Recent Windows Terminal Follies

Recent Windows Terminal Follies

It’s always a humbling experience to work and work with Windows. This week, I’ve been relearning how Windows 10 works with Windows Terminal (and sometimes doesn’t). I had to stand up a squeaky clean Windows 10 instance in a VM for some WT testing and research. Tongue planted firmly in cheek as I went through some recent Windows Terminal follies, I realized I’d forgotten more about WT than I’d ever known. Let me explain…

History Underlies Recent Windows Terminal Follies

Today, my production Windows 10 installation has been running since 2016, when I stood up my present primary desktop PC. There have been a LOT of changes to Windows since then. And indeed, Windows Terminal (WT) is one of the things that has changed the most. But because I’d gone along with those changes — growing more experienced and wise to the ways of WT — I really didn’t remember all of the little twists and turns along the way.
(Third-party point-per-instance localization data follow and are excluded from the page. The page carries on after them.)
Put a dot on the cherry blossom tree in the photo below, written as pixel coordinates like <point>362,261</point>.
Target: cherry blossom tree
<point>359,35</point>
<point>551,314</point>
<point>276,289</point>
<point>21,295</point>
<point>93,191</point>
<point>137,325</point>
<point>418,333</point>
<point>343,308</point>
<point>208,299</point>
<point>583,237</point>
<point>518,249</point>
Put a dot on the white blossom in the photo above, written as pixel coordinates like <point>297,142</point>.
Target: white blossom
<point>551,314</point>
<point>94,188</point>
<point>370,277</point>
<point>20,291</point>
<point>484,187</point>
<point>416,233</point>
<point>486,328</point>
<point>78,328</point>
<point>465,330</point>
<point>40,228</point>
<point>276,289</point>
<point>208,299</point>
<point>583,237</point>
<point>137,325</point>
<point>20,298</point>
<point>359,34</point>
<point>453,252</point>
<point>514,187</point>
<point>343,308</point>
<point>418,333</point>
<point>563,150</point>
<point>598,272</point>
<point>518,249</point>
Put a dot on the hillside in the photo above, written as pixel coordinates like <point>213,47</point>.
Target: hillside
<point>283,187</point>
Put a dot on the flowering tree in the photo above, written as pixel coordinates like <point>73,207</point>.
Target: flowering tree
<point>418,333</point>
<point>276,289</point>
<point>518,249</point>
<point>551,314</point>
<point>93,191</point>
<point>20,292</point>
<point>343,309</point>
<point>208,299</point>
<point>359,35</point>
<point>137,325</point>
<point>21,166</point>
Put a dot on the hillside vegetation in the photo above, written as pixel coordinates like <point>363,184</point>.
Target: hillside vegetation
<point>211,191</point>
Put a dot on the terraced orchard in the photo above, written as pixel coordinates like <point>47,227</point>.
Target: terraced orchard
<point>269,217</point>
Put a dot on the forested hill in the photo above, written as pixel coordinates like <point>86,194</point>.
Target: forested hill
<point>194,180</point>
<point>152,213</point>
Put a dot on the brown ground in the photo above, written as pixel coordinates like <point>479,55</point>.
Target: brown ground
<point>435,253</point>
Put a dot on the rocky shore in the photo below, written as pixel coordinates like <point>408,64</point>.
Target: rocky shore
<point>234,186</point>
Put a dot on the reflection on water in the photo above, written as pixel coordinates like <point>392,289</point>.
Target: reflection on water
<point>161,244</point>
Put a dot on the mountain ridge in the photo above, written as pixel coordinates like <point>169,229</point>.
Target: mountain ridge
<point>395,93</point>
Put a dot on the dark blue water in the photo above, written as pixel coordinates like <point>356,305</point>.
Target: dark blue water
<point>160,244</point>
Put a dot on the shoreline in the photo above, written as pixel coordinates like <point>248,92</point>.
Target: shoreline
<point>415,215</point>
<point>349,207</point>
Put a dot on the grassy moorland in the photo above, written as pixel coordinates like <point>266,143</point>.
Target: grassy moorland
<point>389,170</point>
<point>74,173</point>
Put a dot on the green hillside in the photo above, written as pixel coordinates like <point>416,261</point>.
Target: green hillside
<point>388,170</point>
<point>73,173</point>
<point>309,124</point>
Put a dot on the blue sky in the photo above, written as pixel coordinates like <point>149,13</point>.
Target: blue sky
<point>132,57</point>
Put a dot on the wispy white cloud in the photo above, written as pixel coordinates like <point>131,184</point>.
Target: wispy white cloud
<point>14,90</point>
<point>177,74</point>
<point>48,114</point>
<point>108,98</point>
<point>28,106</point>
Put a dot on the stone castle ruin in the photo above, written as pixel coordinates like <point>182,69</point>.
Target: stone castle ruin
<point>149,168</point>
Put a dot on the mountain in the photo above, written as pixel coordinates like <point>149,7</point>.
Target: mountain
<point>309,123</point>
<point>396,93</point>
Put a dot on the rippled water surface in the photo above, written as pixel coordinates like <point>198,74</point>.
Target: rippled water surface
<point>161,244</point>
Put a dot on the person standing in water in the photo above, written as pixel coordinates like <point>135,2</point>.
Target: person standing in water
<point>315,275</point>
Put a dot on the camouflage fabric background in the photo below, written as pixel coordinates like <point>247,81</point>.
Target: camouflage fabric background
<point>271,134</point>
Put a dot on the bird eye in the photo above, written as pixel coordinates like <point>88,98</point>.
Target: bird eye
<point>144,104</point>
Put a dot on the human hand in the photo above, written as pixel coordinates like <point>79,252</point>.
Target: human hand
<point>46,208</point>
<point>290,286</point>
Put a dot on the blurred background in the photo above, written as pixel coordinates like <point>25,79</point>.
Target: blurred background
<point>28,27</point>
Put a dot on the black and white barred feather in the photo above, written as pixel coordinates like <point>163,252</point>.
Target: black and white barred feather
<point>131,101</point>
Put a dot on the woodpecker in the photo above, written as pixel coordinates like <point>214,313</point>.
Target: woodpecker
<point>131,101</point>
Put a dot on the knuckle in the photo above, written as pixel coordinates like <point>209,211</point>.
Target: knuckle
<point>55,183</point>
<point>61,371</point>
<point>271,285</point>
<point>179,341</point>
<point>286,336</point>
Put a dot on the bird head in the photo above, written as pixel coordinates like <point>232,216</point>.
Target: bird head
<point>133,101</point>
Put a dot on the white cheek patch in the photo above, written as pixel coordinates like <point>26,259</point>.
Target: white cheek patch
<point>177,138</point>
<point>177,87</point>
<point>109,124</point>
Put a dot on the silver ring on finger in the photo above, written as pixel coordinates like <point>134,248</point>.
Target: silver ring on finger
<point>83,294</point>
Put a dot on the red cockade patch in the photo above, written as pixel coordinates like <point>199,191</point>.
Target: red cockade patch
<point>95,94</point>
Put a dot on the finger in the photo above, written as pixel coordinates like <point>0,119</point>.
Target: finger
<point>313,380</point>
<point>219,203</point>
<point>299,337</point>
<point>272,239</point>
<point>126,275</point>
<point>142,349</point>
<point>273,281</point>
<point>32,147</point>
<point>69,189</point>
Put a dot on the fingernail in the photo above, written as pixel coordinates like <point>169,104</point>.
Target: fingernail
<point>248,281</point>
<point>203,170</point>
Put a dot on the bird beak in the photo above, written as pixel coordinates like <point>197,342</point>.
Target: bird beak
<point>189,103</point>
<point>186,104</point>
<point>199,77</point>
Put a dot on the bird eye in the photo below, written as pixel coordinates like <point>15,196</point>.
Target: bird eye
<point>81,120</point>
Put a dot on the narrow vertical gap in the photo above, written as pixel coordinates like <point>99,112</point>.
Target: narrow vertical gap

Thus, installing a clean Windows 10 OS image came as a series of shocks where WT was concerned. Let me list a few of them:

1. Windows 10 made its Insider Preview debut in 2014, WT didn’t come along until May 2019. Thus, it’s not set as the default command line environment in Windows 10.

2. WinKey+X, to my consternation, kept launching an older PowerShell version (v5.1.19014.3570). And the only version of WT present was an older Preview that I didn’t want.

3. Thus, I found myself visiting the MS Store to grab the latest copy of WT, installing it, then setting it as my default terminal application (see lead-in graphic: notice further than this version needs an upgrade).

Eventually, I got things sorted and where I want them to be. But it did come as something of a shock to understand how much change I’d been introducing to my desktop runtime, step by little step. Only when I had to jump the whole stretch in a single bound did I see how far things has really come.

Some Unexpected MSA Bonuses Also Present

OneDrive picks up files from my User folder as part of what it keeps in the cloud. Apparently this includes my PowerShell Profile, because an invocation to OhMyPosh showed up as I fired off the new WT install for the first time. That made setting up OMP even faster and easier than usual.

The moral of today’s story is that one doesn’t really recognize how far one has come (or how much things have changed) until one is forced to recover the same ground and see what’s different. That’s one good reason why — for me, at least — Windows-World is always an adventure.